Inbuilt (Model-specific) Feature Importance:
- Nature: Derived directly from the model. For instance, in tree-based models like decision trees or random forests, feature importance is based on the number of times a feature is used to split the data.
- Speed: Generally faster as it’s a by-product of the model training process.
- Bias: Might be biased towards features with more categories or higher cardinality.
Permutation Importance:
- Nature: Calculated by permuting the values of each feature and measuring the decrease in the model’s performance. If shuffling a feature’s values drops the performance significantly, it’s deemed important.
- Speed: Can be computationally intensive as it involves multiple evaluations of the model.
- Bias: Offers a more unbiased approach, especially for features with high cardinality.

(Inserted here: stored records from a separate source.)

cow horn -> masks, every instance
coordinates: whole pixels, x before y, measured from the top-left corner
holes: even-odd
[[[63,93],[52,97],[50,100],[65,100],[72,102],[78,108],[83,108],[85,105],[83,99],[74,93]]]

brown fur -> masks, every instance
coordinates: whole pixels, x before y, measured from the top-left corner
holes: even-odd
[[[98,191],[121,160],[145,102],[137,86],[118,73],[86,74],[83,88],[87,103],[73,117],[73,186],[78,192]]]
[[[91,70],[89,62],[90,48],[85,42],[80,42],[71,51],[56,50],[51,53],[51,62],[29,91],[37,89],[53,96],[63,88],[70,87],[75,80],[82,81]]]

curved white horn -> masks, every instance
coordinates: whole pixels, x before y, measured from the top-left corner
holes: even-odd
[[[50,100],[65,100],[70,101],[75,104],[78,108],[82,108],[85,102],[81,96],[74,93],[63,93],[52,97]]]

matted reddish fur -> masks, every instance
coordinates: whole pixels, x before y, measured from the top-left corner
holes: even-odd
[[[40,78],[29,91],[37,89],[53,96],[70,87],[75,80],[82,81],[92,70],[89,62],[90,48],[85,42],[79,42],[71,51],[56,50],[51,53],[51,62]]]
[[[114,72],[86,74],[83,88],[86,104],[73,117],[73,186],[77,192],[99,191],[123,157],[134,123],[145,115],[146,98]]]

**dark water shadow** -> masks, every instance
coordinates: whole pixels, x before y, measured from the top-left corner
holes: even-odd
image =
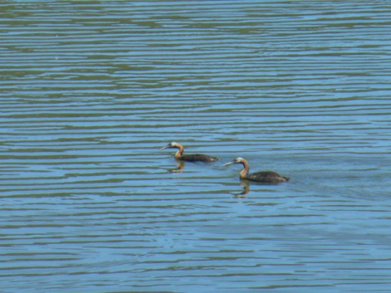
[[[241,193],[230,193],[231,194],[233,194],[234,197],[237,198],[246,197],[246,195],[250,193],[251,185],[275,186],[279,186],[281,183],[255,182],[255,181],[250,181],[249,180],[241,179],[239,184],[241,186],[243,187],[243,191],[242,191]]]

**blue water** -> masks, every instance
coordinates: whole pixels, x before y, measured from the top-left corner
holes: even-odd
[[[387,2],[0,7],[3,292],[389,291]]]

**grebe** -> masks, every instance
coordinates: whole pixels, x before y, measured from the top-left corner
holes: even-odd
[[[219,158],[212,157],[207,155],[203,155],[202,153],[194,153],[191,155],[183,155],[184,147],[182,144],[177,142],[170,142],[165,146],[162,147],[161,149],[172,149],[177,148],[179,149],[177,153],[175,153],[175,158],[177,160],[186,160],[187,162],[216,162],[219,160]]]
[[[251,181],[277,183],[289,181],[289,177],[283,177],[273,171],[262,171],[256,173],[249,173],[249,163],[243,158],[238,157],[232,162],[228,163],[224,166],[232,164],[243,164],[243,170],[240,172],[241,179],[250,180]]]

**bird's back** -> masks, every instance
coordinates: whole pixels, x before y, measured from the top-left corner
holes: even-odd
[[[265,183],[279,183],[289,181],[288,177],[283,177],[274,171],[262,171],[249,174],[244,179]]]

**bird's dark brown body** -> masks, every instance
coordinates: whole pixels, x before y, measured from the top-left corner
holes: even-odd
[[[182,144],[179,144],[177,142],[170,142],[167,146],[162,147],[161,149],[172,148],[179,149],[178,151],[175,153],[175,158],[177,160],[184,160],[186,162],[216,162],[216,160],[219,160],[219,158],[204,155],[202,153],[184,155],[183,152],[184,148]]]
[[[242,164],[243,170],[240,172],[239,178],[241,179],[250,180],[251,181],[279,183],[289,181],[289,177],[284,177],[274,171],[261,171],[255,173],[249,173],[249,163],[243,158],[238,157],[233,161],[230,162],[225,166],[231,164]]]

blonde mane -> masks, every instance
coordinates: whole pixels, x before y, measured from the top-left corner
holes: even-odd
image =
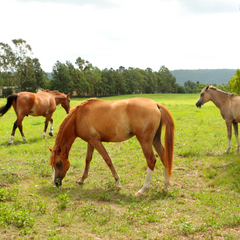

A Note on Permutation Importance: Permutation importance provides insights specific to the model it’s computed for. A feature that’s vital for one model might not be for another. Hence, it’s crucial to understand that permutation importance doesn’t indicate the intrinsic predictive value of a feature in isolation. Moreover, it’s vital to have a trustworthy model (with good cross-validation scores) before considering its permutation importance values. Features deemed unimportant in a poorly performing model could be crucial for a well-performing one. It’s always recommended to evaluate a model’s predictive power using held-out data or cross-validation prior to computing permutation importances. For more information please refere to the sklearn official documentation on permutation importance.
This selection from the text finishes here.